Robust MLE of covariance matrices and data hypercleaning tasks: several works report superior convergence speed, robustness, and final accuracy using the proposed Riemannian techniques, both in synthetic and real data regimes.

6. Theoretical and Practical Implications

The extension of bilevel optimization to Riemannian manifolds significantly broadens the scope of hierarchical modeling. Several implications are evident:

Transferability of Euclidean results: Many key complexity bounds and convergence rates port from flat to curved spaces, often "almost without loss," provided appropriate manifold conditions hold (Li et al., 3 Feb 2024, Han et al., 6 Feb 2024).
Curvature adaptivity: Modern algorithms either explicitly adapt to or are robust against manifold curvature, and the use of retractions makes the approach practical even for large-scale, high-dimensional problems (Shi et al., 8 Apr 2025, Han et al., 6 Feb 2024).
Coordination of upper/lower levels: Gradient aggregation mechanisms and hybrid step sizes provide effective means to leverage structural information from both problem levels, improving both convergence and empirical accuracy (Chen et al., 17 Oct 2025).
Scalability: Single-loop, first-order, and inversion-free variants make RBLO feasible for real-world data and computational constraints (Dutta et al., 22 May 2024).
Robustness to parameter mis-specification: Adaptive step size frameworks obviate the need for problem-specific tuning, enabling black-box deployment of RBLO solvers in diverse contexts.
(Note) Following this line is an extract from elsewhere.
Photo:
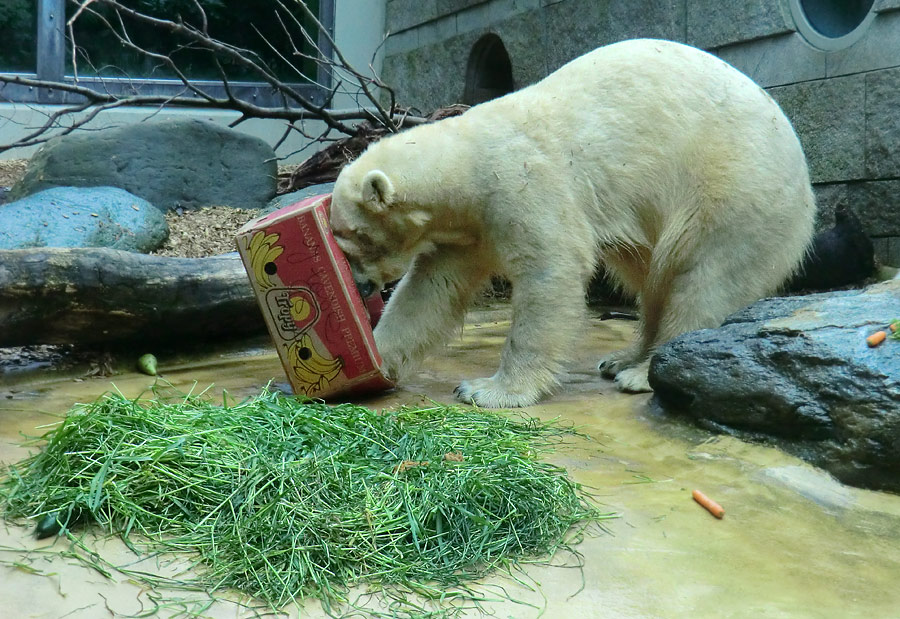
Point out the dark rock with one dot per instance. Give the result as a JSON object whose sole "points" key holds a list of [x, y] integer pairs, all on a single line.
{"points": [[186, 163], [840, 256], [82, 217], [797, 371]]}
On a broader scientific level, RBLO provides a natural language for meta-learning with geometric priors, hierarchical statistical inference, and physics-based modeling where coordinate invariance is requisite.

7. Future Directions

Open challenges and prospective extensions in RBLO include:

Curvature-independent convergence: Efforts to further attenuate or eliminate curvature-dependent terms in complexity bounds would enhance generality and performance on highly curved manifolds.
Non-smooth and non-strongly convex lower-level problems: Extensions to settings where geodesic convexity fails would broaden the utility of RBLO, though foundational results highlight increased difficulty in these regimes.
Stochastic and distributed RBLO: Large-scale learning demands algorithms robust to mini-batch noise and suitable for parallel architectures, motivating further algorithmic and theoretical work (Han et al., 6 Feb 2024, Dutta et al., 22 May 2024).
Unifying hypergradient computation: Developing more unified automatic differentiation frameworks for Riemannian settings remains an active area, aiming at seamless integration with deep learning toolchains.
Application expansion: The RBLO paradigm is poised for impact in graph neural networks with geometric constraints, decentralized multi-agent systems, and scientific computing where manifold-valued data abound.

In summary, recent advances in RBLO have produced a mature suite of algorithms, supported by rigorous convergence analysis and robust empirical validations. By faithfully accounting for geometric structure at both problem levels, RBLO serves as a foundation for hierarchical decision-making in modern geometric machine learning and allied disciplines.